De aquí se sigue la consecuencia pastoral que más interesa a quien busca el tema. La Comisión Episcopal Pastoral para la Doctrina de la Fe recuerda que «los seres humanos son libres para consentir, o no, con el diablo y el pecado» y que «el mensaje de redención y salvación del Evangelio no tendría sentido alguno si los seres humanos no estuviesen dotados de libre albedrío», citando Mateo 15, 19, «del corazón salen las malas intenciones», y Santiago 1, 14, «cada uno es tentado por su propia concupiscencia, que lo arrastra y seduce». El demonio sugiere, el hombre decide. Ningún texto del magisterio le reconoce el poder de elegir en lugar de alguien.

Qué sigue en discusión

Dos frentes permanecen abiertos en las propias fuentes del acervo. El primero es exegético. El material de posgrado «Demonología del Antiguo Testamento», atribuido en el catálogo de la biblioteca a Eliézer Magalhães (2017), observa que «la palabra satàn aparece 26 veces en el Antiguo Testamento» y que «el sentido exacto de la figura es discutido», planteando la pregunta de fondo: «¿existe solo el mal o también el maligno?». Nótese que el mismo texto figura en el acervo bajo una segunda ficha, a nombre de Charbel Antônio y con el título «Demonología del Antiguo Testamento: entre símbolo y realidad», fechada en 1957. La divergencia es de catalogación, no de contenido, y se registra aquí en vez de armonizarse en silencio.

El segundo frente es sistemático. La edición de Carlo Carena de la «Demonialità» de Ludovico Maria Sinistrari, publicada en 1986, recuerda en nota que Luis de Molina (1535-1600) fue «teólogo de gran fama sobre todo por su doctrina sobre el libre albedrío del hombre ante la gracia y la predestinación divina» (traducción literal del italiano). La célebre controversia sobre el concurso de la gracia con la libertad nació a propósito del hombre, y de ella dependen, aguas abajo, las respuestas más finas sobre el modo en que una criatura espiritual elige.

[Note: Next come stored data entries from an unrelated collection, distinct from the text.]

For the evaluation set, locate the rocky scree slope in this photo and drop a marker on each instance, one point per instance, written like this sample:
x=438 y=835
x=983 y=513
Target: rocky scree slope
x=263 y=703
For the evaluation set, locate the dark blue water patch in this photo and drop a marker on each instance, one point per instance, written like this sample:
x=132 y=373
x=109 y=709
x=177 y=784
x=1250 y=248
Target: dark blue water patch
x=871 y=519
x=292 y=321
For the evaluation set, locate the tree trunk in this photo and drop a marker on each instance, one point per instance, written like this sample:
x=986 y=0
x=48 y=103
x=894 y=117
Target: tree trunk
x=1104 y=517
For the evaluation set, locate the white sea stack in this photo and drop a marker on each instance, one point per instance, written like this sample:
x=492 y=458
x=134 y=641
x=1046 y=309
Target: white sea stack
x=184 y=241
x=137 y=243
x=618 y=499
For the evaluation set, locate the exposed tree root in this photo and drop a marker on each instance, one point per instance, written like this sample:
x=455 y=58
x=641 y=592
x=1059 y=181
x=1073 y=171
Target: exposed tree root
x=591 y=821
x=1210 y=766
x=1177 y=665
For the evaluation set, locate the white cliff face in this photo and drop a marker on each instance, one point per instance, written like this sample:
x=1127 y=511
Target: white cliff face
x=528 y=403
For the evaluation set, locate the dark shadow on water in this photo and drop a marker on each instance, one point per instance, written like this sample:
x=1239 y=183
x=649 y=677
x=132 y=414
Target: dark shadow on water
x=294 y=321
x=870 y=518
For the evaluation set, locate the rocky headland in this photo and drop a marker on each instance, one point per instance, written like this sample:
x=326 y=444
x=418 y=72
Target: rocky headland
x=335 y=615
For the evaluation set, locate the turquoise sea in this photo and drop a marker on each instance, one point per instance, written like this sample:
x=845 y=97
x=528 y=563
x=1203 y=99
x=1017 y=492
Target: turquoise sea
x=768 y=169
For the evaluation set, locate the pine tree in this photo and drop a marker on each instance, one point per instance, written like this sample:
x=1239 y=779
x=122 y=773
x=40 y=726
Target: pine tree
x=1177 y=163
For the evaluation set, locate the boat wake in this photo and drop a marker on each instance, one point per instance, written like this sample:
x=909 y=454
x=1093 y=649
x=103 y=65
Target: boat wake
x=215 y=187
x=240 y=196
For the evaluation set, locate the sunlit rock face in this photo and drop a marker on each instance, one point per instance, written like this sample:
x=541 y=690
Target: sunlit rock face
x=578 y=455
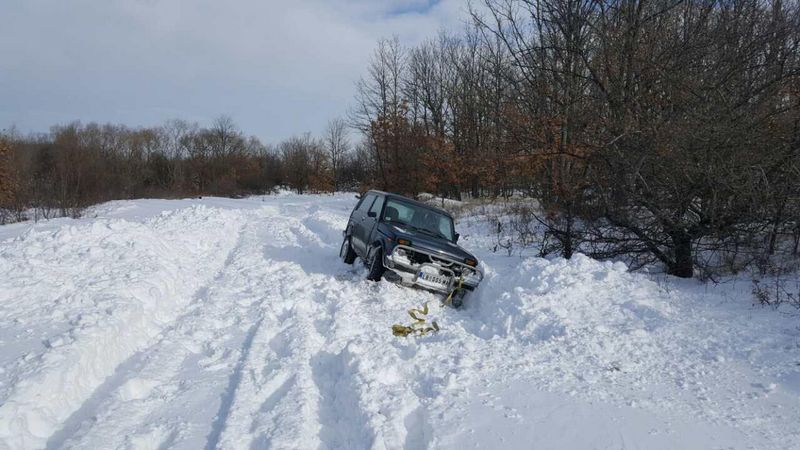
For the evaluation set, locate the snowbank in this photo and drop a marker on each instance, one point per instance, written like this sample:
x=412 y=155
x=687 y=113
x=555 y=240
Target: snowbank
x=225 y=323
x=105 y=289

Para continuar, vea el texto del IV Concilio de Letrán sobre ángeles y demonios, los números del Catecismo sobre ángeles y demonios y el artículo sobre la jerarquía de los ángeles según la Biblia.

Preguntas frecuentes

¿Los ángeles tienen libre albedrío según la Iglesia Católica?

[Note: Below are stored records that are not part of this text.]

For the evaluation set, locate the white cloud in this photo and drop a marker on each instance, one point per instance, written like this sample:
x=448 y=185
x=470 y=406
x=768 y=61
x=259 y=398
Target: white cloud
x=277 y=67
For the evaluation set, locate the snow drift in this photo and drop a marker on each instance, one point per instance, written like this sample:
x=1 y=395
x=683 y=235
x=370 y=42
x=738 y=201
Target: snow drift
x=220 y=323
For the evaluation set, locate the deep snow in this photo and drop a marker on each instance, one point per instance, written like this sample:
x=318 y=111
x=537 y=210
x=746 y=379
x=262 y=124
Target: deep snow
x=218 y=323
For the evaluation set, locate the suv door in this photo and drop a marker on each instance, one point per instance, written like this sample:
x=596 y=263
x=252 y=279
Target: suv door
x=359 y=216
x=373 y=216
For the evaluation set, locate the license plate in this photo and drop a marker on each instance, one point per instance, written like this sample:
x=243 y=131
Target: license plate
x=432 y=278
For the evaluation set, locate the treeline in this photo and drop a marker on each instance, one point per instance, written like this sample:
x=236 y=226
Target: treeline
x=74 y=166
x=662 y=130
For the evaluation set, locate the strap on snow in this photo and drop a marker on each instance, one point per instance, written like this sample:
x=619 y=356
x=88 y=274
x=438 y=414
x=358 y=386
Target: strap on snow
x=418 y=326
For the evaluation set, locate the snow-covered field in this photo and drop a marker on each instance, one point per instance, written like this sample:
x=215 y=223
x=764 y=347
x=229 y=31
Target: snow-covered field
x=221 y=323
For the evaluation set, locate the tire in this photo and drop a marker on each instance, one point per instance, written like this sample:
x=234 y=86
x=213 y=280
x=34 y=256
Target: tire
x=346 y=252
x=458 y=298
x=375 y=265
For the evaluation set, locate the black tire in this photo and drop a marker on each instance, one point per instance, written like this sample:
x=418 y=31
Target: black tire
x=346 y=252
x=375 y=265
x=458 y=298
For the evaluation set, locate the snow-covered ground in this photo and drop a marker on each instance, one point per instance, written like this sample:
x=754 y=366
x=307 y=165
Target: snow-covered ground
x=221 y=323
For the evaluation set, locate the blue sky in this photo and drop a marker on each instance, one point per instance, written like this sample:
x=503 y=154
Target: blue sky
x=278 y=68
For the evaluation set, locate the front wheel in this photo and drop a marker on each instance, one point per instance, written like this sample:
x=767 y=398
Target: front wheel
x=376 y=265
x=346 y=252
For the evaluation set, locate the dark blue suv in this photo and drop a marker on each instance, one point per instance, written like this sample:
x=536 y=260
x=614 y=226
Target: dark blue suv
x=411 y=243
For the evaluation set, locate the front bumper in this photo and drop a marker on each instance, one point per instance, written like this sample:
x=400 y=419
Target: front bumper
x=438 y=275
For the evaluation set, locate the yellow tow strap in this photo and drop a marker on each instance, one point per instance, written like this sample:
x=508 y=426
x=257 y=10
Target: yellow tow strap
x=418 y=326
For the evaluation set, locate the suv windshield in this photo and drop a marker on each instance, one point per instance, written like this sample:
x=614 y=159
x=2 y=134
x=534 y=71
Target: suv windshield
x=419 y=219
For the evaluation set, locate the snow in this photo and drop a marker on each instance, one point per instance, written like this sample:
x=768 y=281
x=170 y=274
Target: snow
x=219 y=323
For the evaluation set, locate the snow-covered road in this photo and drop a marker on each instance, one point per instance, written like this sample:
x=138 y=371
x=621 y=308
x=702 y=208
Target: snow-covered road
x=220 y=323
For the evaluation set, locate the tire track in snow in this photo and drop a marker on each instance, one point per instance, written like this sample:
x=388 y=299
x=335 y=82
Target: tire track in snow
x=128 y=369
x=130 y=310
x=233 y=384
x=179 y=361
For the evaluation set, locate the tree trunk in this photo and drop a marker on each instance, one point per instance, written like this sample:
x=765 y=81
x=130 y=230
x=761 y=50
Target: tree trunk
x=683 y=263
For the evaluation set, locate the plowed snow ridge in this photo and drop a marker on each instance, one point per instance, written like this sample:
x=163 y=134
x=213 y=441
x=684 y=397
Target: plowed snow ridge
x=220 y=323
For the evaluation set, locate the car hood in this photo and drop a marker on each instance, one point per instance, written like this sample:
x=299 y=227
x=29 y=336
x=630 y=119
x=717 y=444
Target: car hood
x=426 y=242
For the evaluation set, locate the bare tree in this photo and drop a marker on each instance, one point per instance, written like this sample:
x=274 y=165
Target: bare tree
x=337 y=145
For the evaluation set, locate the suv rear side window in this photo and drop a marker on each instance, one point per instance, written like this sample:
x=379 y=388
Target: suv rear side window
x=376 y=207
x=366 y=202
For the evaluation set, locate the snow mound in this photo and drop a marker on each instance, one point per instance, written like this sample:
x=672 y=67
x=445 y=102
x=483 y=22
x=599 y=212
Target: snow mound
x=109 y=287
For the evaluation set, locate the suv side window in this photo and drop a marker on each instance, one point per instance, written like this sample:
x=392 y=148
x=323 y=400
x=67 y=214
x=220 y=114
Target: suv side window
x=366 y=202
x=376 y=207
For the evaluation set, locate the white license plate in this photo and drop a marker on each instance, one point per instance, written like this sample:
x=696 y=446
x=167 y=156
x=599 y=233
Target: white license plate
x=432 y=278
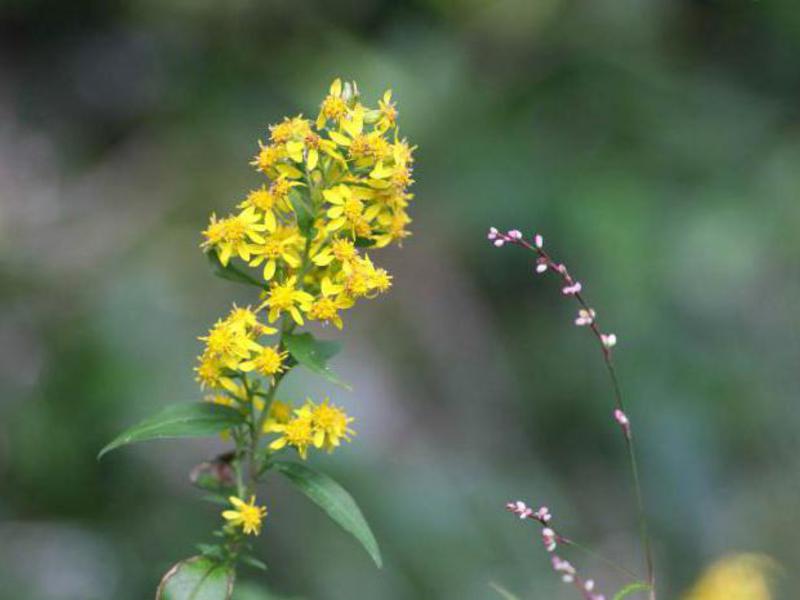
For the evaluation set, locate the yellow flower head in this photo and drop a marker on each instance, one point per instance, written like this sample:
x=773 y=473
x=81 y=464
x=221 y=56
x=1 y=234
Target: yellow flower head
x=330 y=186
x=298 y=433
x=234 y=235
x=246 y=515
x=330 y=301
x=268 y=362
x=279 y=414
x=334 y=106
x=285 y=297
x=330 y=424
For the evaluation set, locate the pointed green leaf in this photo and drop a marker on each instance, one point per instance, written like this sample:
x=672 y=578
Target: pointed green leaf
x=196 y=419
x=314 y=354
x=251 y=591
x=230 y=271
x=197 y=578
x=335 y=501
x=631 y=588
x=503 y=592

Sí. El IV Concilio de Letrán, en 1215, definió que el diablo y los demonios fueron creados por Dios naturalmente buenos y se hicieron malos por sí mismos, es decir, por su libre albedrío. El Catecismo de la Iglesia Católica, en el número 392, llama a la caída una opción libre de espíritus creados.

¿Los demonios fueron creados malos?

No. Afirmarlo sería admitir un principio eterno del mal, tesis condenada en la Iglesia como maniqueísmo y priscilianismo. Los demonios son ángeles creados buenos que se hicieron malos por elección propia.

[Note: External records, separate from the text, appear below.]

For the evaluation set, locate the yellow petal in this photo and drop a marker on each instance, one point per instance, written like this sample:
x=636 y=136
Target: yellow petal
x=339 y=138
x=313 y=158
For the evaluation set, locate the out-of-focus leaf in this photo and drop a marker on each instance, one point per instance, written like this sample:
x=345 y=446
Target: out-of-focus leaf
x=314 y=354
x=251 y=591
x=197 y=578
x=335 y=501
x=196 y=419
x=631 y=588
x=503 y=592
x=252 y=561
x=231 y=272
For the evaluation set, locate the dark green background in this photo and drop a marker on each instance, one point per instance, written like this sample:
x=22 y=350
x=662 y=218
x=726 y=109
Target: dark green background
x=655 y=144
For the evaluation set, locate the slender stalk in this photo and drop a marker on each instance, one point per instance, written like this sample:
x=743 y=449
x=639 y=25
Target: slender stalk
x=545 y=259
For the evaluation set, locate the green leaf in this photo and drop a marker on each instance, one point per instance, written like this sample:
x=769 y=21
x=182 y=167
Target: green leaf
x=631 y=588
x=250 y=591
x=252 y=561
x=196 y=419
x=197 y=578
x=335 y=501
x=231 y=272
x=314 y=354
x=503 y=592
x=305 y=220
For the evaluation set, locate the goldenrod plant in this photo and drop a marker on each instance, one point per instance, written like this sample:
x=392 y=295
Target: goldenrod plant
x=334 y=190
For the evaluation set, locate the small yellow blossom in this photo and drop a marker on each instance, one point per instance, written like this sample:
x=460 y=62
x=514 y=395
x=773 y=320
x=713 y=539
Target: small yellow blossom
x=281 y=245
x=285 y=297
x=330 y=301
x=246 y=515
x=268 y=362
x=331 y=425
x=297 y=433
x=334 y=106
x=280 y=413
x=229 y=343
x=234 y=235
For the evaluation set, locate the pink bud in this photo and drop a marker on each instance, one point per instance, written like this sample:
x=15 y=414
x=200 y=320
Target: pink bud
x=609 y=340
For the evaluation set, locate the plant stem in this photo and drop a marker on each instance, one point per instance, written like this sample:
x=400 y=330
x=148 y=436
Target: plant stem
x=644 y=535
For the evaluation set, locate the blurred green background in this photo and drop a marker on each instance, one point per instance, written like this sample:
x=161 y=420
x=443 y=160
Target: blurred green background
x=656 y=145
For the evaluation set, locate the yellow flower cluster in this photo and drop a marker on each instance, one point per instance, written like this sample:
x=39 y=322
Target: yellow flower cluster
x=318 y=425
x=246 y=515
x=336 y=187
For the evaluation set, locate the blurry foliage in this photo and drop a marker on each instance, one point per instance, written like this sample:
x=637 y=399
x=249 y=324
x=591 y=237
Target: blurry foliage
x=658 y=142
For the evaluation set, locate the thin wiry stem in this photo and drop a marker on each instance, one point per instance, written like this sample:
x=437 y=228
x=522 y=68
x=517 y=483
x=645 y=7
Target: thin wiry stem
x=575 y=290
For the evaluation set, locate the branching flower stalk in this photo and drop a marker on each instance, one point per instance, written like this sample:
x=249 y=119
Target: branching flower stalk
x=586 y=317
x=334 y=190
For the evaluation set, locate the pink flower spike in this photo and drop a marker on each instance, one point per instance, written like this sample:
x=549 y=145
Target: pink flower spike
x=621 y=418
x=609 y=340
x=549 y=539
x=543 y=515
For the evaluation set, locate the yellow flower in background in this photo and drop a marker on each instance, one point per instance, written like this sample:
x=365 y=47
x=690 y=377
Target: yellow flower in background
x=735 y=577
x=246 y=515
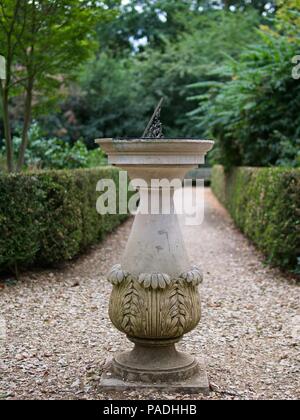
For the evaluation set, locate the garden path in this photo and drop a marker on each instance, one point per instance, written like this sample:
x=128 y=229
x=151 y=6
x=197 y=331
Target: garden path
x=58 y=333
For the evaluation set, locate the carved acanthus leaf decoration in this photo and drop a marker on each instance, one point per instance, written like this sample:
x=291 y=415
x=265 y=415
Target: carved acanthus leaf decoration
x=154 y=280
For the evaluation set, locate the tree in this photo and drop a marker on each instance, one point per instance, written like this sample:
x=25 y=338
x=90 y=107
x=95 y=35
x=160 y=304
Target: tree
x=118 y=93
x=254 y=113
x=43 y=42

¿La elección de los ángeles puede deshacerse?

El Catecismo califica la opción de los ángeles caídos de radical e irrevocable, al contrario de lo que la tradición escolástica reconoce a la voluntad humana, que puede cambiar o inhibir su acto de querer. La diferencia está en el modo de ejercer la libertad, no en la libertad misma.

¿Puede el demonio anular el libre albedrío de una persona?

No. La Conferencia Nacional de los Obispos de Brasil recuerda que los seres humanos permanecen libres para consentir o no con el diablo y el pecado, y que sin libre albedrío el propio mensaje de salvación del Evangelio perdería sentido.